Exploiting printers as a weak link in the security chain is a technique used by malicious insiders. 3.3% of the exfiltration detections were triggered by printer activity. The most straightforward method involves printing confidential or sensitive documents and physically removing them from the premises. Home printers can also be an exfiltration vector for sensitive information in various scenarios, particularly with the rise of remote work and the increasing integration of smart technology into home office environments. Malicious insiders also use capabilities in modern printers to fax or email documents directly from the printer itself.
In conclusion, the insights from the Reveal Platform by Next DLP in January 2024 underline a critical challenge facing organizations today: shadow SaaS and the diverse tactics insiders use to cause data leaks. As we have seen, the utilization of unauthorized SaaS applications can significantly amplify the risks of data exposure, undermining the security, compliance, and data integrity of organizations. From the most common method of email exfiltration to the more nuanced use of cloud sync directories, USB devices, transfer tools, and even printers, the range of exfiltration techniques reflects both the creativity of insiders and the vulnerabilities in current corporate defenses.

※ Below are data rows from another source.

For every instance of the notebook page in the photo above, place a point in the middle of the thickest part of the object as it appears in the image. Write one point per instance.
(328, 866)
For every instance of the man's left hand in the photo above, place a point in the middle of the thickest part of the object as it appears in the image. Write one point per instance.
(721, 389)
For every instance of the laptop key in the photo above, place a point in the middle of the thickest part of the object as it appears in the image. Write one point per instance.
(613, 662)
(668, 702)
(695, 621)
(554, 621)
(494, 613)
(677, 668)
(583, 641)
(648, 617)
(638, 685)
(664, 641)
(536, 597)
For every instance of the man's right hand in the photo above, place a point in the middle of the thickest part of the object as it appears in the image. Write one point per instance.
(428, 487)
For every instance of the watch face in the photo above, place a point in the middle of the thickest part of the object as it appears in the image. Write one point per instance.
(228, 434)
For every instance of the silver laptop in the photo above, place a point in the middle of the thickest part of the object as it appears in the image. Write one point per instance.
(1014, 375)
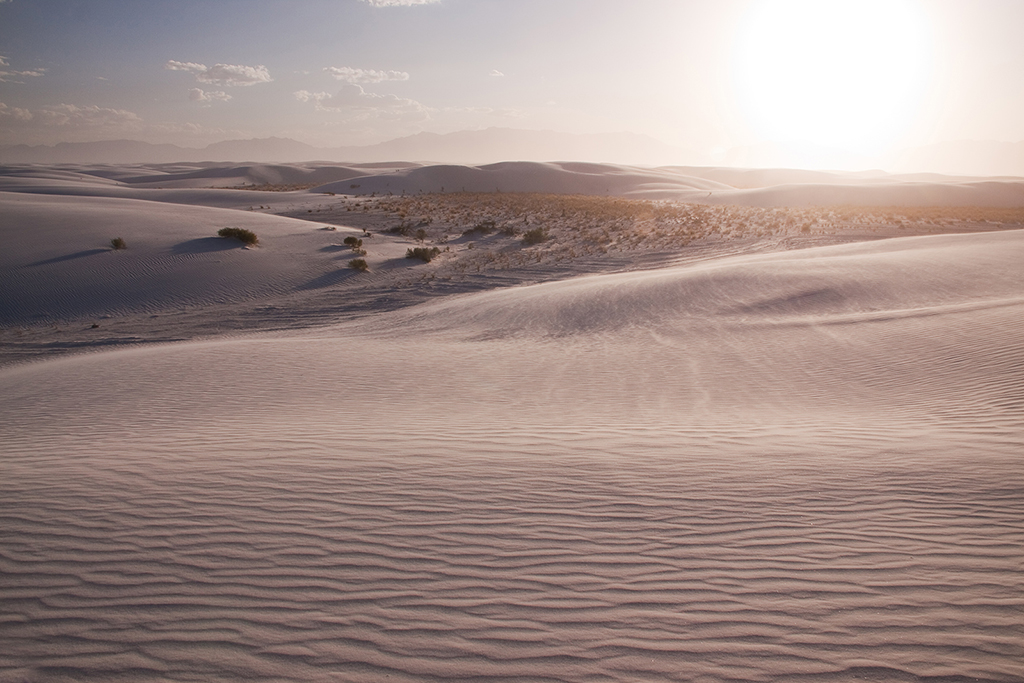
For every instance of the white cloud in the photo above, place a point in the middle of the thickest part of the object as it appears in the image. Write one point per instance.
(400, 3)
(359, 104)
(88, 117)
(12, 76)
(350, 75)
(222, 75)
(72, 116)
(15, 113)
(200, 95)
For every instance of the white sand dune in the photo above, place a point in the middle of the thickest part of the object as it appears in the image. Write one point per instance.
(64, 268)
(767, 187)
(723, 471)
(791, 466)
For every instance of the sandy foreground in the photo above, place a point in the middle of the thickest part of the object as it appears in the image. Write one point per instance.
(711, 428)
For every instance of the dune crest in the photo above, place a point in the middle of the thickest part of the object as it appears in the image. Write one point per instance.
(718, 458)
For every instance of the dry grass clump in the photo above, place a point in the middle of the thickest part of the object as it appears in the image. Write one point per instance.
(487, 230)
(241, 233)
(274, 187)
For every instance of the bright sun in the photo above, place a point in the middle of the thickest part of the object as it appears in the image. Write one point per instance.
(845, 74)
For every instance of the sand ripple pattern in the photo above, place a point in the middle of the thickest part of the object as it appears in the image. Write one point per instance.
(543, 565)
(759, 486)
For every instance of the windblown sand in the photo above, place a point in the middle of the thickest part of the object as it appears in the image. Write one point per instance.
(724, 460)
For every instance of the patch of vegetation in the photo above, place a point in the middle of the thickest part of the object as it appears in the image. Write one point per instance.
(535, 237)
(481, 228)
(425, 254)
(246, 237)
(273, 187)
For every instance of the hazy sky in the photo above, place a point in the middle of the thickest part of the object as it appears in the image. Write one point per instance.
(862, 76)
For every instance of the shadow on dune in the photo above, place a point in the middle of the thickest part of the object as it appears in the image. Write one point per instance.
(328, 280)
(71, 257)
(204, 245)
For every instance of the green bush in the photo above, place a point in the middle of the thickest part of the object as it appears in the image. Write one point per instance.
(535, 237)
(481, 228)
(247, 237)
(425, 254)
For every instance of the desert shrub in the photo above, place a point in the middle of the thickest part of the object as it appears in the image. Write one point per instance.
(401, 228)
(535, 237)
(425, 254)
(481, 228)
(247, 237)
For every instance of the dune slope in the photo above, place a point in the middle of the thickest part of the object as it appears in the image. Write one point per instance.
(799, 466)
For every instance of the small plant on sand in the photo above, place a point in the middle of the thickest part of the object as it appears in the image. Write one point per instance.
(247, 237)
(482, 228)
(535, 237)
(425, 254)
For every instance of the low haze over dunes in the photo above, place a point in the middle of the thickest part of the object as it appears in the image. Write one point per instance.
(708, 424)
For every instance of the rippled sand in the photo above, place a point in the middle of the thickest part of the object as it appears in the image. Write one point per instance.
(782, 467)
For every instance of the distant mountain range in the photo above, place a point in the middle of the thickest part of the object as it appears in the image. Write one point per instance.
(498, 144)
(471, 146)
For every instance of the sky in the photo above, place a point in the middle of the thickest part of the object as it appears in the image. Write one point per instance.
(837, 82)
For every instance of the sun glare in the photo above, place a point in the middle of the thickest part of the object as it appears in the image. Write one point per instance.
(843, 74)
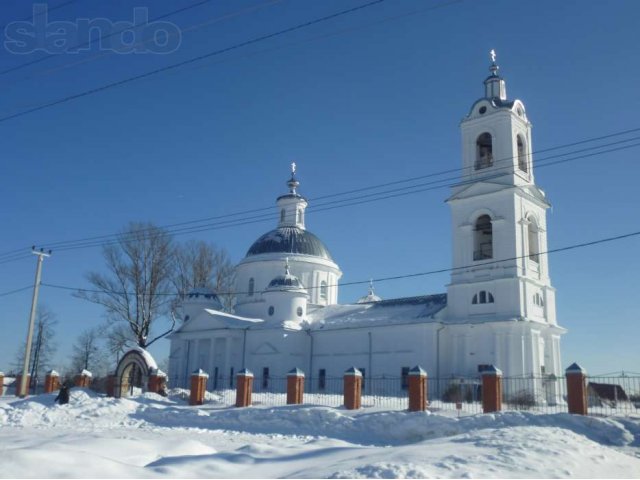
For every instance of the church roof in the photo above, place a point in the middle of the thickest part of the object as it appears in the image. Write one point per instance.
(289, 239)
(384, 312)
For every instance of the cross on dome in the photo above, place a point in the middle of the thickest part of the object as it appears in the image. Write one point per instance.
(293, 182)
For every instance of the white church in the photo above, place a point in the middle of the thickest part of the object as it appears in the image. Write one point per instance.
(499, 308)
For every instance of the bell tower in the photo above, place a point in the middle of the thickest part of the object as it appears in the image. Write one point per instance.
(499, 216)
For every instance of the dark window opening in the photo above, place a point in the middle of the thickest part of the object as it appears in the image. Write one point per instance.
(484, 151)
(404, 374)
(322, 379)
(522, 155)
(483, 238)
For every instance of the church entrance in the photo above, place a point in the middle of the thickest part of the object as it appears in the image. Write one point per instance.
(132, 373)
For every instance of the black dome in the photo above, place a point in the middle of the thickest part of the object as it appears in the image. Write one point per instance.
(290, 240)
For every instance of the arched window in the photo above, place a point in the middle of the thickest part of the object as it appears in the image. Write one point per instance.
(483, 238)
(534, 244)
(323, 290)
(484, 151)
(522, 154)
(482, 297)
(538, 300)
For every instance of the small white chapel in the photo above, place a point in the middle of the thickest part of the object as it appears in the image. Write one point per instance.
(498, 309)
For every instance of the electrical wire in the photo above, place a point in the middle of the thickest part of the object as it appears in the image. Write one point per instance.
(330, 205)
(479, 264)
(187, 62)
(100, 39)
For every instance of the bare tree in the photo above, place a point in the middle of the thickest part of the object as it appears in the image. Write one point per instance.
(43, 347)
(135, 291)
(87, 354)
(201, 264)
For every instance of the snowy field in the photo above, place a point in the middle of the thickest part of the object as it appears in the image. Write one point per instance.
(151, 436)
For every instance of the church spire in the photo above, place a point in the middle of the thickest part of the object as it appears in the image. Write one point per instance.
(293, 183)
(494, 85)
(292, 205)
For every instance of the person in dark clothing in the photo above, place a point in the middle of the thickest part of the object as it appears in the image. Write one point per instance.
(63, 395)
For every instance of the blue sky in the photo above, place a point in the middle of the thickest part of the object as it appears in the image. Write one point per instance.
(366, 98)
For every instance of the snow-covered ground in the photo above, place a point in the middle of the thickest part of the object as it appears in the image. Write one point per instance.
(152, 436)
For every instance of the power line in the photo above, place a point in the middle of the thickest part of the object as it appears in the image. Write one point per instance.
(330, 205)
(17, 290)
(322, 207)
(103, 37)
(49, 9)
(388, 278)
(182, 31)
(189, 61)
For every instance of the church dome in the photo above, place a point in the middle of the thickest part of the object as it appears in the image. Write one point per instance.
(287, 239)
(371, 296)
(204, 296)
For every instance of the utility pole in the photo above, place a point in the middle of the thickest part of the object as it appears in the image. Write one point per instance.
(34, 304)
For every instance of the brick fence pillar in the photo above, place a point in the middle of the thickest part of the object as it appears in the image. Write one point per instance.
(244, 388)
(83, 379)
(18, 384)
(295, 386)
(51, 381)
(157, 382)
(352, 389)
(111, 385)
(491, 390)
(576, 389)
(417, 389)
(198, 387)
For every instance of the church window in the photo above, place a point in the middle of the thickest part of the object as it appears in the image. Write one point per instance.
(483, 238)
(538, 300)
(323, 290)
(322, 379)
(534, 245)
(482, 297)
(484, 151)
(404, 376)
(522, 155)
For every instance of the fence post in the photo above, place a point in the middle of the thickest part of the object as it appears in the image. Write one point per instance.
(417, 389)
(83, 379)
(576, 389)
(111, 385)
(352, 389)
(244, 388)
(157, 382)
(18, 384)
(51, 381)
(491, 389)
(198, 387)
(295, 386)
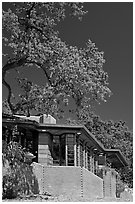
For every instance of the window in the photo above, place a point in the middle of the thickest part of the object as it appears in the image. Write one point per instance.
(70, 149)
(58, 152)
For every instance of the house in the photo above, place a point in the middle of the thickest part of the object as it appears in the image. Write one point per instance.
(68, 159)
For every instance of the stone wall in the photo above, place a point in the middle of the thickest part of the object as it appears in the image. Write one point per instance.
(69, 181)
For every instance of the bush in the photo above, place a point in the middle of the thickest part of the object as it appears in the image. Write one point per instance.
(19, 179)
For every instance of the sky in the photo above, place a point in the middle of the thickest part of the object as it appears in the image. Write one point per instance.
(110, 26)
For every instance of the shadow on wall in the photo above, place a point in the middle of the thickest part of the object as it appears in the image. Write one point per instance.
(19, 180)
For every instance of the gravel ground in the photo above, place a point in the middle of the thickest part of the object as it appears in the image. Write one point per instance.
(63, 198)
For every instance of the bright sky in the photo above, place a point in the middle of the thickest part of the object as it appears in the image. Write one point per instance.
(110, 26)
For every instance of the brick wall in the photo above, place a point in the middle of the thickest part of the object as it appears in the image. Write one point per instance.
(92, 185)
(69, 181)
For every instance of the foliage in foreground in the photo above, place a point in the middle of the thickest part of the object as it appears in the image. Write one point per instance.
(30, 33)
(18, 177)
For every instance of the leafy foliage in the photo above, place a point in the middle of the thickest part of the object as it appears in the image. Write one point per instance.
(18, 177)
(29, 31)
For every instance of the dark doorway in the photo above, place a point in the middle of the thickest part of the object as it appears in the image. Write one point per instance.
(59, 146)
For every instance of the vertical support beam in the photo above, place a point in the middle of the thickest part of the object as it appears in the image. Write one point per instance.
(66, 152)
(84, 154)
(44, 149)
(75, 151)
(79, 163)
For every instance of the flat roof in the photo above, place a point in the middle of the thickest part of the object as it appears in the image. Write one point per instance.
(114, 155)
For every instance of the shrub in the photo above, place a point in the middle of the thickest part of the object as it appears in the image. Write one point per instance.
(19, 178)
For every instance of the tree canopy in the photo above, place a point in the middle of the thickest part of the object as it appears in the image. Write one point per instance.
(30, 33)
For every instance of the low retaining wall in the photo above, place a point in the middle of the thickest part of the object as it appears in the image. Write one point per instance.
(69, 181)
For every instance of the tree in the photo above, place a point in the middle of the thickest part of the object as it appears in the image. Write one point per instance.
(115, 135)
(29, 32)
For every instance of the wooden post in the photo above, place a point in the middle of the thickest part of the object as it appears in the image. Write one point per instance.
(66, 152)
(75, 150)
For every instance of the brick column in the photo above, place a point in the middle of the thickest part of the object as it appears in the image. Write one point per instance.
(109, 180)
(45, 148)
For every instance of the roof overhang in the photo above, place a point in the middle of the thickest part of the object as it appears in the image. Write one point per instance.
(116, 157)
(113, 155)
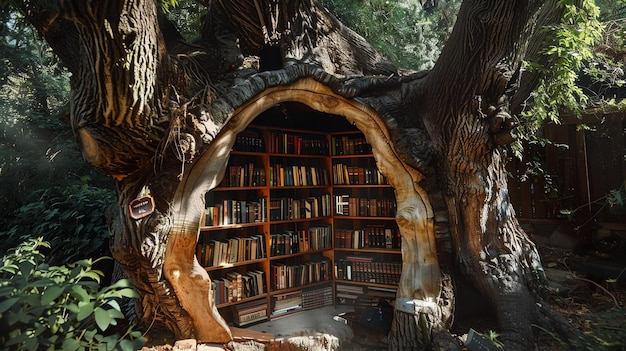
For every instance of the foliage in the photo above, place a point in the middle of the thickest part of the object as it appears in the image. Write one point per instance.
(407, 32)
(48, 190)
(46, 307)
(568, 45)
(70, 218)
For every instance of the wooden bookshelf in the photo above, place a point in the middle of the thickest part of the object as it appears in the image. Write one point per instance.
(296, 206)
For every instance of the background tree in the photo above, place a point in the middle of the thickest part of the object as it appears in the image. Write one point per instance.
(157, 113)
(46, 192)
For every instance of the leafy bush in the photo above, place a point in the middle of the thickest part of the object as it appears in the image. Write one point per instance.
(46, 307)
(71, 219)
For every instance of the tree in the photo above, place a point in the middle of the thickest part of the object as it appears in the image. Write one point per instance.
(159, 115)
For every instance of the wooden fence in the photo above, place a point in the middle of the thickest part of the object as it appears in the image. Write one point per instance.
(577, 177)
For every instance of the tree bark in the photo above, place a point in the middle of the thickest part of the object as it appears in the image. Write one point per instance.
(162, 116)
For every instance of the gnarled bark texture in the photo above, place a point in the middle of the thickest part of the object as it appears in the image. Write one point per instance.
(160, 115)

The alignment of these exfiltration vectors with the MITRE ATT&CK framework not only provides a structured understanding of the threat landscape but also equips cybersecurity professionals with the knowledge to anticipate and mitigate these risks effectively. The prevalence of email as an exfiltration vector, for example, underscores the need for robust monitoring and control mechanisms for both traditional and web-based email applications. Similarly, the significant percentages of data exfiltration through uploads, cloud sync, and physical media like USB devices highlight the urgent need for comprehensive endpoint and network security solutions that can detect and prevent unauthorized data movement.
To safeguard against these threats, organizations must adopt a proactive stance, incorporating advanced detection technologies, employee education, and a culture of security awareness. It is also essential for security teams to understand the behavioral and technical nuances of data exfiltration techniques to develop more effective countermeasures.
As the digital landscape evolves and the adoption of SaaS applications continues to grow, our findings from the Reveal platform serve as a crucial reminder of the ongoing battle against data exfiltration. By staying informed and vigilant, organizations can better protect their most valuable assets in an increasingly interconnected and precarious cyber environment.